Did carbon dioxide emission regulations inhibit investments? A provincial panel analysis of China
2018
Ge, Jianping | Lei, Yalin | Xu, Qun | Ma, Xiangrong
Investments, especially fixed asset investments, greatly affect carbon dioxide (CO₂) emissions. When investments are concentrated in regions with high CO₂ emissions and high fossil energy consumption, the CO₂ emission reduction targets in these areas are difficult to reach in the short term, and the cost of CO₂ emission abatement is high. The current CO₂ emission regulations focus on existing production activities and consumption behaviors. However, whether an investment, which may affect CO₂ emissions in the long term, is effectively inhibited by CO₂ emission regulations has not been investigated in previous studies.
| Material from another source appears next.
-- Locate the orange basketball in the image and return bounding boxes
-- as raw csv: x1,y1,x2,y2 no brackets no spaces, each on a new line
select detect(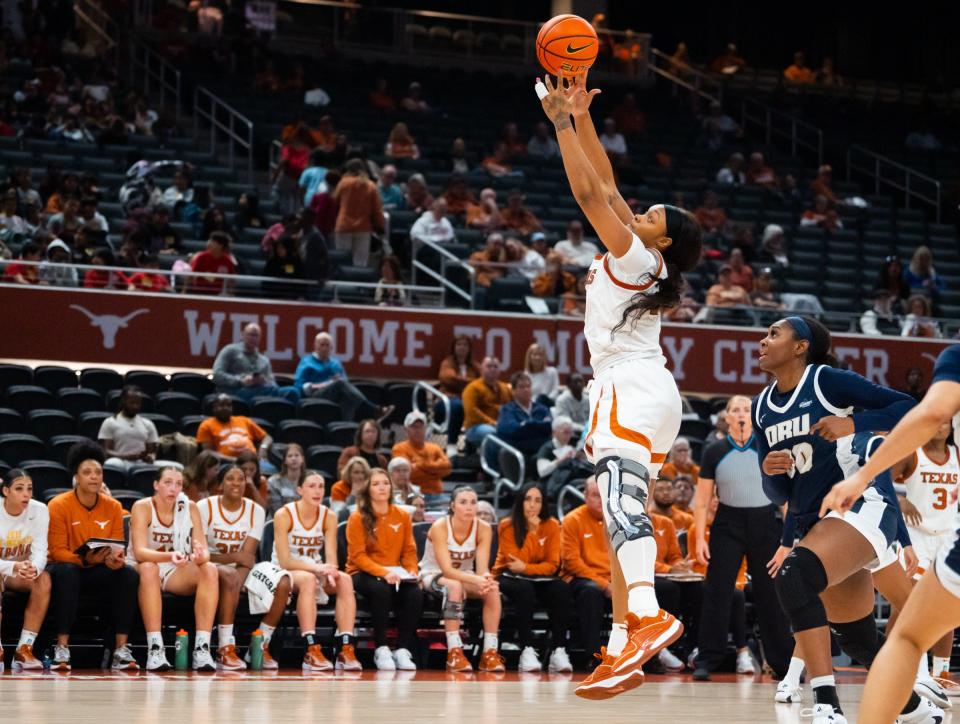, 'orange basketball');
537,15,600,75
Using panel data from 30 provinces in China between 2003 and 2012, we tested whether the amount of provincial investment was constrained or promoted by the provincial CO₂ emission regulations by creating a panel model with provincial samples. The results revealed that CO₂ emission regulations did not inhibit the growth of an investment, but they stimulated investments to varying degrees in different provinces. A relatively positive result is that provinces with stronger CO₂ emission regulations exhibited a relatively small contribution to investment promotion, while provinces with weaker CO₂ reduction policies demonstrated a relatively large contribution to investment growth. We also found that investment was correlated with the growth rate of the gross domestic product (GDP) in the northeastern and western provinces. Finally, we proposed policy implications based on the utilization of policy tools from the perspectives of investment, energy structure, and local protectionism.